The Speaker: Pursuant to an order of the House dated September 17, 1997, I am now required to put the question. Mr Maves has moved third reading of Bill 136. Is it the pleasure of the House that the motion carry?
All those in favour, please say "aye."
All those opposed, please say "nay."
In my opinion, the ayes have it.
Call in the members. This will be a five-minute bell.
The division bells rang from 1747 to 1752.
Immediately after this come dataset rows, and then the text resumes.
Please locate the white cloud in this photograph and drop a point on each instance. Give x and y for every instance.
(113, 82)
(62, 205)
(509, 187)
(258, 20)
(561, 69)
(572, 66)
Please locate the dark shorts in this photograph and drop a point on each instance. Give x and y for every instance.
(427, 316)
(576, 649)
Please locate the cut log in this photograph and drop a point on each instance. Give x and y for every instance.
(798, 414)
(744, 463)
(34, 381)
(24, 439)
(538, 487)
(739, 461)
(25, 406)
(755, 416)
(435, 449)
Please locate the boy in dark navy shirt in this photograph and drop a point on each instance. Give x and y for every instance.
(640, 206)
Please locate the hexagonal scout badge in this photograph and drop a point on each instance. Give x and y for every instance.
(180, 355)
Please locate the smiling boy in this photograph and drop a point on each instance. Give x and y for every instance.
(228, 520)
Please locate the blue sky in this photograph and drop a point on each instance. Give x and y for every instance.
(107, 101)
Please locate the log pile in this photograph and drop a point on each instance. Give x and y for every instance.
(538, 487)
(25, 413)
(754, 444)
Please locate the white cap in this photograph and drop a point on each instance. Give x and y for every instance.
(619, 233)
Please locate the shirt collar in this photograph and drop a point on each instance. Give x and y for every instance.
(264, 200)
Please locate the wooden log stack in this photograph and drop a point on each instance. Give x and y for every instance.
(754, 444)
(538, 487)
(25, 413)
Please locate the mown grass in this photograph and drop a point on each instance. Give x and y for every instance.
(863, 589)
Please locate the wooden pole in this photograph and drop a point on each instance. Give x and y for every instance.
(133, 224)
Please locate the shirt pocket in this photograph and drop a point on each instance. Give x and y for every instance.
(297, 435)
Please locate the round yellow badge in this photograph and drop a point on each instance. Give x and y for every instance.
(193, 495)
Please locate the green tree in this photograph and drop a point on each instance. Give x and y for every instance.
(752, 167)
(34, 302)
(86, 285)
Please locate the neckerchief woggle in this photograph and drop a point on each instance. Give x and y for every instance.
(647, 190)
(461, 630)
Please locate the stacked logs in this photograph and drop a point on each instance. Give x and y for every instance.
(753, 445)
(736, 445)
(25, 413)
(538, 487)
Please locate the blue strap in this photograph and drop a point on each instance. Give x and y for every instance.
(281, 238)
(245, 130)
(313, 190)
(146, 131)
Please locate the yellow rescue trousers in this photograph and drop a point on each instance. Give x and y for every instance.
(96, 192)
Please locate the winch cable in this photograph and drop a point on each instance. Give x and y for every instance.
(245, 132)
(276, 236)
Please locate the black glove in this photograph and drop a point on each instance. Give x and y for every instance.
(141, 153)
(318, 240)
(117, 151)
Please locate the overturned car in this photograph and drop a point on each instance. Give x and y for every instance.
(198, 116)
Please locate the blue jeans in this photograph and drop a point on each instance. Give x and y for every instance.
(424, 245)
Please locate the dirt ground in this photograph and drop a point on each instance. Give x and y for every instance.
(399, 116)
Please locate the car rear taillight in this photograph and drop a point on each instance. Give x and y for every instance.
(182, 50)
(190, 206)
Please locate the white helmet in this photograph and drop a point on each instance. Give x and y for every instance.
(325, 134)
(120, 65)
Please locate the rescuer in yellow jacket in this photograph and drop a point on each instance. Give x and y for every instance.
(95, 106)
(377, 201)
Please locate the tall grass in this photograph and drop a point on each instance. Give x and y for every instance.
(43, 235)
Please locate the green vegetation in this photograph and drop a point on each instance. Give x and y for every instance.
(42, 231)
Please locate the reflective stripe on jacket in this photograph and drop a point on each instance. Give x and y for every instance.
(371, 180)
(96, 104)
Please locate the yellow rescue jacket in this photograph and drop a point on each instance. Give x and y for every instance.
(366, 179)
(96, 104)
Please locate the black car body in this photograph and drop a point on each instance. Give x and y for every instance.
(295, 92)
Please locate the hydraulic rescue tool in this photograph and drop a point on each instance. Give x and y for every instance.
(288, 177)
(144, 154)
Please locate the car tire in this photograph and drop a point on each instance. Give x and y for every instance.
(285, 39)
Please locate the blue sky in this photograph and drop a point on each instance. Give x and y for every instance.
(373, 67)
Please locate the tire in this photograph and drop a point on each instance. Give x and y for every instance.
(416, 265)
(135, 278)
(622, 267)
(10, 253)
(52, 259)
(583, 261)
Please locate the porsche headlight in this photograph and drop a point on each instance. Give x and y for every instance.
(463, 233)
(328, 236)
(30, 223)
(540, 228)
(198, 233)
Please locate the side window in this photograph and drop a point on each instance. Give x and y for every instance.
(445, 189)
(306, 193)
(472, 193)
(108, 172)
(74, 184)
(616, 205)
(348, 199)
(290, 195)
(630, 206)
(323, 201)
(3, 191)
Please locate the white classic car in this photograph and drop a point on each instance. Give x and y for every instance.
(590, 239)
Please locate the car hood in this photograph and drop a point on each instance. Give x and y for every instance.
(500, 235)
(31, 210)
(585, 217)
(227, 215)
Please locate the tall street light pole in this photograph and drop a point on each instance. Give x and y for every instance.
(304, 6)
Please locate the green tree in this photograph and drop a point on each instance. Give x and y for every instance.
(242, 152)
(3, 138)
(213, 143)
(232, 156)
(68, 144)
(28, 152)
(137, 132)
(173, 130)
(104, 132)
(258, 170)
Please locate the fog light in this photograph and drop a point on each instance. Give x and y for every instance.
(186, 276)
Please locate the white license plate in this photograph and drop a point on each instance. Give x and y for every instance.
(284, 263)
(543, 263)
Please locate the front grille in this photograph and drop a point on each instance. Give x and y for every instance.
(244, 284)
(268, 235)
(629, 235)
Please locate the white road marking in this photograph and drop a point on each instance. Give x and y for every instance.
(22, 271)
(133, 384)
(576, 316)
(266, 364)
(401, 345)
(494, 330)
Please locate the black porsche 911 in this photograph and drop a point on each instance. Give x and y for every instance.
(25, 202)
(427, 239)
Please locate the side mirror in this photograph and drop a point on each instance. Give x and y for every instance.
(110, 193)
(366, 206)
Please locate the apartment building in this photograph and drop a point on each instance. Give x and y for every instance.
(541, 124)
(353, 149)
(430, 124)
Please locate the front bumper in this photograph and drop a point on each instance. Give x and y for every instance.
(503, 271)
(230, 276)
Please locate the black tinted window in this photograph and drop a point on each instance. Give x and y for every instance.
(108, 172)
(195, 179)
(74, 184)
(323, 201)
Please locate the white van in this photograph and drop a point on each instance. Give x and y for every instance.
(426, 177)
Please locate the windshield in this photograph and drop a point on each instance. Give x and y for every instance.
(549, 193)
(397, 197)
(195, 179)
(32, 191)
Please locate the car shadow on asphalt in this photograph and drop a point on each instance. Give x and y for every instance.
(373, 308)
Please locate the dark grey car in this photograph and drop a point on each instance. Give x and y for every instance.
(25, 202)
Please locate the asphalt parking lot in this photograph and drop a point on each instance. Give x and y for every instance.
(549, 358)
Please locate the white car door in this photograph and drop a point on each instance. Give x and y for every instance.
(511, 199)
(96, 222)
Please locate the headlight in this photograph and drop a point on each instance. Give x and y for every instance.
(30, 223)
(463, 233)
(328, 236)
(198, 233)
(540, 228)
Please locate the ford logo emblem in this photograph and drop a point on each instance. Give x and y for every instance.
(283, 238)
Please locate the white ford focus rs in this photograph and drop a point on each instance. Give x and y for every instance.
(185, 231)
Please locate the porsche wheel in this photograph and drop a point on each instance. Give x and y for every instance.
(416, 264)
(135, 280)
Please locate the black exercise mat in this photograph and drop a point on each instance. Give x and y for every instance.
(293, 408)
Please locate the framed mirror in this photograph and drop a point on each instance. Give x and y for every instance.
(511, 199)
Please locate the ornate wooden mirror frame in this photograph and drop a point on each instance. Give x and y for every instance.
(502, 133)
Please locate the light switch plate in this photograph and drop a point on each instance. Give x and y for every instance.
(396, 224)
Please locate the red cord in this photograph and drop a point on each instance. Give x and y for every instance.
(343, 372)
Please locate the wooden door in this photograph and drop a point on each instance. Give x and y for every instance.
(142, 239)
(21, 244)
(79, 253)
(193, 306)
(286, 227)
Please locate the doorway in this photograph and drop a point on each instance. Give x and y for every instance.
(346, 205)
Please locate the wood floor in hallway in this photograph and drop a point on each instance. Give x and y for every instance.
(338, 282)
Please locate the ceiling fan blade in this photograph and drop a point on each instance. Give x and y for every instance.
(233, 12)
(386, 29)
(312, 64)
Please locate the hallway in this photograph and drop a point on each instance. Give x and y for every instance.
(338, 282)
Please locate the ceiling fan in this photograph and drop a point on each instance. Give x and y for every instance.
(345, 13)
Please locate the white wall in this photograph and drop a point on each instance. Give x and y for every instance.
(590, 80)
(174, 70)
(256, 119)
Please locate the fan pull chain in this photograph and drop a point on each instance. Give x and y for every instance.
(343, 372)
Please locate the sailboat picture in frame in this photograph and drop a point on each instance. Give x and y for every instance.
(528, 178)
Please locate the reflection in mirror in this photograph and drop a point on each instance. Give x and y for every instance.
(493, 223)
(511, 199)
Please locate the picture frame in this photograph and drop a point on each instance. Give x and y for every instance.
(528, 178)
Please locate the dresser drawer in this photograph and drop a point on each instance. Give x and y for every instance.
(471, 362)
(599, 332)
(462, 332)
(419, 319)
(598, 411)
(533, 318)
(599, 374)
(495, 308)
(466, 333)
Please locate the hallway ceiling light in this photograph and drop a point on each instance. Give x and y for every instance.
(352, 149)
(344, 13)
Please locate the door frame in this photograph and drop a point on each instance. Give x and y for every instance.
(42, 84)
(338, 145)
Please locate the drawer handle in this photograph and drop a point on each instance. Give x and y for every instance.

The Speaker: All those in favour please rise one at a time and be recognized by the Clerk.
Ayes
Arnott, Ted Baird, John R. Bassett, Isabel Beaubien, Marcel Boushy, Dave Brown, Jim Carr, Gary Chudleigh, Ted Clement, Tony Danford, Harry DeFaria, Carl Doyle, Ed Elliott, Brenda Eves, Ernie L. Fisher, Barbara Flaherty, Jim Ford, Douglas B. Fox, Gary Froese, Tom Galt, Doug Gilchrist, Steve |
Grimmett, Bill Harnick, Charles Hastings, John Hudak, Tim Jackson, Cameron Johns, Helen Johnson, Bert Johnson, David Jordan, W. Leo Kells, Morley Klees, Frank Leach, Al Leadston, Gary L. Martiniuk, Gerry Maves, Bart McLean, Allan K. Munro, Julia Murdoch, Bill Newman, Dan O'Toole, John Ouellette, Jerry J. |
Palladini, Al Parker, John L. Pettit, Trevor Preston, Peter Rollins, E.J. Douglas Ross, Lillian Runciman, Robert W. Sampson, Rob Shea, Derwyn Sheehan, Frank Smith, Bruce Sterling, Norman W. Stewart, R. Gary Tascona, Joseph N. Tsubouchi, David H. Turnbull, David Vankoughnet, Bill Villeneuve, Noble Wood, Bob Young, Terence H. |
The Speaker: All those opposed please rise one at a time and be recognized by the Clerk.
Nays
Bartolucci, Rick Bisson, Gilles Boyd, Marion Bradley, James J. Caplan, David Castrilli, Annamarie Christopherson, David Churley, Marilyn Cleary, John C. Conway, Sean G. Cordiano, Joseph Crozier, Bruce |
Cullen, Alex Duncan, Dwight Gerretsen, John Grandmaître, Bernard Gravelle, Michael Hoy, Pat Kennedy, Gerard Kormos, Peter Kwinter, Monte Lalonde, Jean-Marc Lankin, Frances Laughren, Floyd |
Lessard, Wayne Martel, Shelley McLeod, Lyn Miclash, Frank Pouliot, Gilles, Pupatello, Sandra Ramsay, David Sergio, Mario Wildman, Bud Wood, Len |
Clerk of the House (Mr Claude L. DesRosiers): The ayes are 62; the nays are 34.
The Speaker: I declare the motion carried. Be it resolved that the bill do now pass and be entitled as in the motion.
It now being nearly 6 of the clock, this House stands adjourned till half past 6.
The House recessed from 1755 to 1832.
Evening sitting reported in volume B.